Minimising the risk of therapy-related cancers
Around a fifth of cancer survivors will subsequently develop new independent tumours, many of which are caused by the therapies used to eliminate their original cancer. Chemotherapy and radiotherapy work by inducing DNA damage, preferentially but not exclusively in cancerous cells. Cells respond to this DNA damage by triggering apoptosis, which hopefully eliminates the cancer. Unfortunately, non-cancerous cells can also sustain DNA damage during treatment with chemotherapy or radiotherapy. When these mutated cells survive, they can form subsequent malignancies in people successfully treated for their original cancer.
A recent focus of cancer research has been the development of drugs that directly engage apoptosis pathways, rather than provoking DNA damage to indirectly induce tumour cell death. Some of these new drugs have exhibited robust anti-cancer activity in animal experiments and clinical trials. Because direct apoptosis inducers do not need to damage DNA to kill tumour cells, we hypothesised that they may provoke fewer mutations in surviving cells, so may be less likely than current therapies to cause subsequent cancers.
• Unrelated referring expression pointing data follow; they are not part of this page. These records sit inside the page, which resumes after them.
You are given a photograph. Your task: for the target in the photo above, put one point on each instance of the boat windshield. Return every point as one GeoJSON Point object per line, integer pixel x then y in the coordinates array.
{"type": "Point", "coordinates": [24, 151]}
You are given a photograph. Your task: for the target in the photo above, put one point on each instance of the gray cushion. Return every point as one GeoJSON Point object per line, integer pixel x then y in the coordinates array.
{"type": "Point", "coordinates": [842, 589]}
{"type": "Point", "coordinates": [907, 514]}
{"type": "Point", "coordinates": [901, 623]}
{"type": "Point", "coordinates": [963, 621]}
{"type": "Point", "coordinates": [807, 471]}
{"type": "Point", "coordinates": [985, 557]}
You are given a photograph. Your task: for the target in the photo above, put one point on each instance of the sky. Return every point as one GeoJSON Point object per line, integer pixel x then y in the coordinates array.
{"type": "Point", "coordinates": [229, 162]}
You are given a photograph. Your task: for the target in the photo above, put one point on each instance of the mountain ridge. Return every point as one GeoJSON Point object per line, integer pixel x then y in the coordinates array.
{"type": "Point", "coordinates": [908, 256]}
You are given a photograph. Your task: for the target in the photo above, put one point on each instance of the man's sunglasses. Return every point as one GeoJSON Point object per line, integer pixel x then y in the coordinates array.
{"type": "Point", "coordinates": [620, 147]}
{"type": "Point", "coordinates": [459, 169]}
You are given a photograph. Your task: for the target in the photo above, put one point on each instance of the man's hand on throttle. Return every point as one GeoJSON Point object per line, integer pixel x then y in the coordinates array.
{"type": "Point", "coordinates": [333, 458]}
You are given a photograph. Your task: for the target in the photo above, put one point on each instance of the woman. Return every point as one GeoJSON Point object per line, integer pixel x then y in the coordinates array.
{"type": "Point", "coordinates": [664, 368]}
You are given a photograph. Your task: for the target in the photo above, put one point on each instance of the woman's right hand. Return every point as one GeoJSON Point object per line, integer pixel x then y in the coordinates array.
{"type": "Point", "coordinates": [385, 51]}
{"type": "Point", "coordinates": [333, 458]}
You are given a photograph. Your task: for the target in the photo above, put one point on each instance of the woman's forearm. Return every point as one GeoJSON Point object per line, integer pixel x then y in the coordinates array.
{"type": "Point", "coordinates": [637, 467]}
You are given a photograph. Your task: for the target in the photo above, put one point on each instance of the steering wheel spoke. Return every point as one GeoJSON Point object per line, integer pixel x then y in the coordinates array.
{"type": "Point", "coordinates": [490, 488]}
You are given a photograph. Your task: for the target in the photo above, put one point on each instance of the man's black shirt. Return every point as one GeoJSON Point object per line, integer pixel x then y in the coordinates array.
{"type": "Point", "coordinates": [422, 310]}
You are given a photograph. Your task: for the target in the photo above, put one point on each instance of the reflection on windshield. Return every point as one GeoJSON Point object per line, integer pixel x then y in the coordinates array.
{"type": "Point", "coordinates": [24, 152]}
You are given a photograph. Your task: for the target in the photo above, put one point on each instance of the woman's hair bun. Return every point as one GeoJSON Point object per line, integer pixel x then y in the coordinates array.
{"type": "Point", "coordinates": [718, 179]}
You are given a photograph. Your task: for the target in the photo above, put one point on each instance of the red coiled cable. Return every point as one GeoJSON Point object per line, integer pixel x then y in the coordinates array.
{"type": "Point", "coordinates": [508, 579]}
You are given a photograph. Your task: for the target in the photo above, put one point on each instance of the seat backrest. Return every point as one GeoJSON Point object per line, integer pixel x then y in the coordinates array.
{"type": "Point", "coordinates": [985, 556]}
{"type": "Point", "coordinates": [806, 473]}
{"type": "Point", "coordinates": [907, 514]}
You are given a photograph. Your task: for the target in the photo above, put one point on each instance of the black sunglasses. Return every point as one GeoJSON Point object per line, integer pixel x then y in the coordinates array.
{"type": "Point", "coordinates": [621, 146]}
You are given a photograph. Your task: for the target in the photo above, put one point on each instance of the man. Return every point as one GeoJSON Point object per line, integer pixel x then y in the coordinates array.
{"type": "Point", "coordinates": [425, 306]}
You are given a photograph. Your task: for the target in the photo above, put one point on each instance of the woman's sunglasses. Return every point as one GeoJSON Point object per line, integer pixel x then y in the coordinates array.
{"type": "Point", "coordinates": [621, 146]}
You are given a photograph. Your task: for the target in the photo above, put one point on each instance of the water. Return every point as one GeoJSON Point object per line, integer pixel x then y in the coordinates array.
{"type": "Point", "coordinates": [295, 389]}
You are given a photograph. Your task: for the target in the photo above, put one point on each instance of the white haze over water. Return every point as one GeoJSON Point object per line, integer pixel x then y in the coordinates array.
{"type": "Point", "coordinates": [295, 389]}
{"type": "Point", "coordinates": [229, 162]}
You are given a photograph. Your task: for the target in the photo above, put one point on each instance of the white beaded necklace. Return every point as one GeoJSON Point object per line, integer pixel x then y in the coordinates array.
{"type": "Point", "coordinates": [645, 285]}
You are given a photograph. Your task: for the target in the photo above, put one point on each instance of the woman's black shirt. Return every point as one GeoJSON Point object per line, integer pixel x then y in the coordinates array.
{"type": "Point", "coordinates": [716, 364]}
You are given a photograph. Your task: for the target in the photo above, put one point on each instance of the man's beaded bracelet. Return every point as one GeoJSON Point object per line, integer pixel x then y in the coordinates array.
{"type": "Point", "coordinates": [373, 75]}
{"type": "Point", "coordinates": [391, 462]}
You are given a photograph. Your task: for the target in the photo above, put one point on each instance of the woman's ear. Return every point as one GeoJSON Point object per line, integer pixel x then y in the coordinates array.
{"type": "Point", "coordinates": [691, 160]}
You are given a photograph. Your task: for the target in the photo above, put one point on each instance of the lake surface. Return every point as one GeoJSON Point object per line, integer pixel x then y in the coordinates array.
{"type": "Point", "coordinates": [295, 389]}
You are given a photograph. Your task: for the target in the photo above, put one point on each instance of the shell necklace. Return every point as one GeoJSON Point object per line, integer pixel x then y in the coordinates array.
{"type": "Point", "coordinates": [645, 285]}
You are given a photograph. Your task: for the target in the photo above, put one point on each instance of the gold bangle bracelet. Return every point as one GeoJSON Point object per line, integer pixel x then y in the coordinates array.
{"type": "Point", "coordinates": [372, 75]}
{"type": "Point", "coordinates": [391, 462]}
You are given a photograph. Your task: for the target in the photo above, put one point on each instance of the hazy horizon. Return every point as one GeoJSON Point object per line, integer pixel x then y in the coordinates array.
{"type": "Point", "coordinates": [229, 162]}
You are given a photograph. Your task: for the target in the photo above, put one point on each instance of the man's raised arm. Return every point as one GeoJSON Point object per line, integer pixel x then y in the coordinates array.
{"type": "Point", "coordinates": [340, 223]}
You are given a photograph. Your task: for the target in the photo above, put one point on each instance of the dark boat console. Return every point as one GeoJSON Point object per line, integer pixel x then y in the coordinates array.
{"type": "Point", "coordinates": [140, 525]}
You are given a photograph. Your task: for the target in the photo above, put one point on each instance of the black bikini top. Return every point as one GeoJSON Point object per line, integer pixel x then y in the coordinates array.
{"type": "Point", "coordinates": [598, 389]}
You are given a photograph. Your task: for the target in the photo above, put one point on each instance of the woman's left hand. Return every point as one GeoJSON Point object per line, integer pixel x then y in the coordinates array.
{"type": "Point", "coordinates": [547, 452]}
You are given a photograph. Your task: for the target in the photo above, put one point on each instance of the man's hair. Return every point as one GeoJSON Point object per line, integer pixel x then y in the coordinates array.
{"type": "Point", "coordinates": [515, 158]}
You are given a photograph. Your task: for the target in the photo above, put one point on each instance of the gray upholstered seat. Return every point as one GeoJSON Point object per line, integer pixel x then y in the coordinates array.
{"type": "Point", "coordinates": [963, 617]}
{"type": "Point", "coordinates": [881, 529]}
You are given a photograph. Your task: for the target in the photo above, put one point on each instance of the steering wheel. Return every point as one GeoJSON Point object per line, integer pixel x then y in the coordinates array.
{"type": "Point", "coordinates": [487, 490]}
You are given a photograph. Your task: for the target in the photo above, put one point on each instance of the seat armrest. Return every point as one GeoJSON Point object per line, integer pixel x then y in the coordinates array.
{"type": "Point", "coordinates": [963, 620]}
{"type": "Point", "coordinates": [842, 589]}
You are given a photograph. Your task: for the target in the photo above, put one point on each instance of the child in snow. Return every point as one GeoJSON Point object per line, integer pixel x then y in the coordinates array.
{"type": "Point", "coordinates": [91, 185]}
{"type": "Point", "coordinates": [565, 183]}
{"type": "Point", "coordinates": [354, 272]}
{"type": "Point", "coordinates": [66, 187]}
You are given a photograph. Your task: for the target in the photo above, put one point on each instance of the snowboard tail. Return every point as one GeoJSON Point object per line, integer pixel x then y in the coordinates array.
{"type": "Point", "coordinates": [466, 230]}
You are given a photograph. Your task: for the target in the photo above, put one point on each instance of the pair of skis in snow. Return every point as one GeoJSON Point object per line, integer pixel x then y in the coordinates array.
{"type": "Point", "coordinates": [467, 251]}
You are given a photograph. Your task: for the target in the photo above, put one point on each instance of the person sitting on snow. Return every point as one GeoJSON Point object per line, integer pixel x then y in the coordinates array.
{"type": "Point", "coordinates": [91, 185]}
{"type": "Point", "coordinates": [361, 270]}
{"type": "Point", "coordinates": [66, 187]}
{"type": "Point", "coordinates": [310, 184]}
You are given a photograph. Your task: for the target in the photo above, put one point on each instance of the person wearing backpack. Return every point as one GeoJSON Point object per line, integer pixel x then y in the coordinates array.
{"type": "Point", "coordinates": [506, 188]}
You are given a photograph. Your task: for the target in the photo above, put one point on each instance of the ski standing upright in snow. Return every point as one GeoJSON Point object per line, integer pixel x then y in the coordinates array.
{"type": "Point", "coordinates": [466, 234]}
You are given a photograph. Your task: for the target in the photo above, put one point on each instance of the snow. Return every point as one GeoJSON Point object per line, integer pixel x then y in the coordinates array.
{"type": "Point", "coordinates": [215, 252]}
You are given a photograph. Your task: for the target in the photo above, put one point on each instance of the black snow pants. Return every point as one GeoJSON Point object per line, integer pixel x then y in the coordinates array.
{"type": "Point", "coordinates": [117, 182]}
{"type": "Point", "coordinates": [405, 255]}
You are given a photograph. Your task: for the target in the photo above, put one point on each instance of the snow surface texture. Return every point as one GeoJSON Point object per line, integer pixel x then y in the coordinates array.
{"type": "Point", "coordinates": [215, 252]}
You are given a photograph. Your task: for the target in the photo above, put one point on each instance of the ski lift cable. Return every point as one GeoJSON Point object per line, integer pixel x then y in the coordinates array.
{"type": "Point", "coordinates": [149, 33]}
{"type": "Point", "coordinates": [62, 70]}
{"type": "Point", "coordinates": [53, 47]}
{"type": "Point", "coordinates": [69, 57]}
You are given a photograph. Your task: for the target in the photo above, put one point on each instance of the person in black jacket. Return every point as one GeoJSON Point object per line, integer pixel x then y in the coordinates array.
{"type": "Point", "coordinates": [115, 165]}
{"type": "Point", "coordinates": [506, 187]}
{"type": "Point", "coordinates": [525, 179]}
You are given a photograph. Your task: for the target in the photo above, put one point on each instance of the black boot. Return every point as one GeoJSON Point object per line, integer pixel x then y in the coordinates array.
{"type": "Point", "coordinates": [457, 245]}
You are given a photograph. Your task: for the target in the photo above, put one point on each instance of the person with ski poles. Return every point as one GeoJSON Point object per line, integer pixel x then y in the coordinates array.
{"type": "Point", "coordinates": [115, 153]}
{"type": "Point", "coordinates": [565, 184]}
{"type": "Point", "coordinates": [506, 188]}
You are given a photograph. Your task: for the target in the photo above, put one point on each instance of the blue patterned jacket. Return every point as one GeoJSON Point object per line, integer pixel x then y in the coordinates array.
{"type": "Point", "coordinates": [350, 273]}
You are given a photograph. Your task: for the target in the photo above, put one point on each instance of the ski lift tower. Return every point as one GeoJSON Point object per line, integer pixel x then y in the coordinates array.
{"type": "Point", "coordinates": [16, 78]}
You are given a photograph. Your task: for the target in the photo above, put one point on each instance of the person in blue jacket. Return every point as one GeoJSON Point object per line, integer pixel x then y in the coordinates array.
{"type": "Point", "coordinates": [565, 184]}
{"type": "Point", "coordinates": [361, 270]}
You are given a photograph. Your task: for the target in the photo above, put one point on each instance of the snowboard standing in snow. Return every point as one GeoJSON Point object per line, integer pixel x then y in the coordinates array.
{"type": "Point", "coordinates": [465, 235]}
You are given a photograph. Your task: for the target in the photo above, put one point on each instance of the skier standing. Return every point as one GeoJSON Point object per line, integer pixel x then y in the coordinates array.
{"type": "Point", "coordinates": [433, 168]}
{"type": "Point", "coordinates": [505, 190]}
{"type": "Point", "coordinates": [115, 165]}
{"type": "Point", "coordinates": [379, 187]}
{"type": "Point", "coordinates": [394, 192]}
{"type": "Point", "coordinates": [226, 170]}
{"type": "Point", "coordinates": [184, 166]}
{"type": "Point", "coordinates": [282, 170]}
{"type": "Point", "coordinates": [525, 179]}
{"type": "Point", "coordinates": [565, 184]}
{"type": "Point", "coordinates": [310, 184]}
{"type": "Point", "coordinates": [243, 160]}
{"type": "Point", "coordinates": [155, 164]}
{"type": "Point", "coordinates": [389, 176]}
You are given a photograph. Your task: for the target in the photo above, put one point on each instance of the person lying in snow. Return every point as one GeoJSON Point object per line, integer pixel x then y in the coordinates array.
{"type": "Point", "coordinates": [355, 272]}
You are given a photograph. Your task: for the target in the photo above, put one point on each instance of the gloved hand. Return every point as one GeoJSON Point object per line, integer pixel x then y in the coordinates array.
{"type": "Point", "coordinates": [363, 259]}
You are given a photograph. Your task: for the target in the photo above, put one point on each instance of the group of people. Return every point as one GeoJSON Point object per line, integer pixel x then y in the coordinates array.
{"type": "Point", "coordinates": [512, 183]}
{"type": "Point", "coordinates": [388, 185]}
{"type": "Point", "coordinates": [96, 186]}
Encouragingly, we found that anti-cancer agents that target Bcl-2 or IAP proteins failed to provoke mutations in surviving cells, in contrast to chemotherapy drugs that were highly mutagenic. These data provide hope that cancer survivors treated with antagonists of Bcl-2 or IAP proteins would have a lower risk of developing therapy-related cancers than those treated with chemotherapy or radiotherapy. Counter-intuitively, death receptor agonists were highly mutagenic. We are exploring the mechanism underlying this activity and the type of mutations these drugs provoke.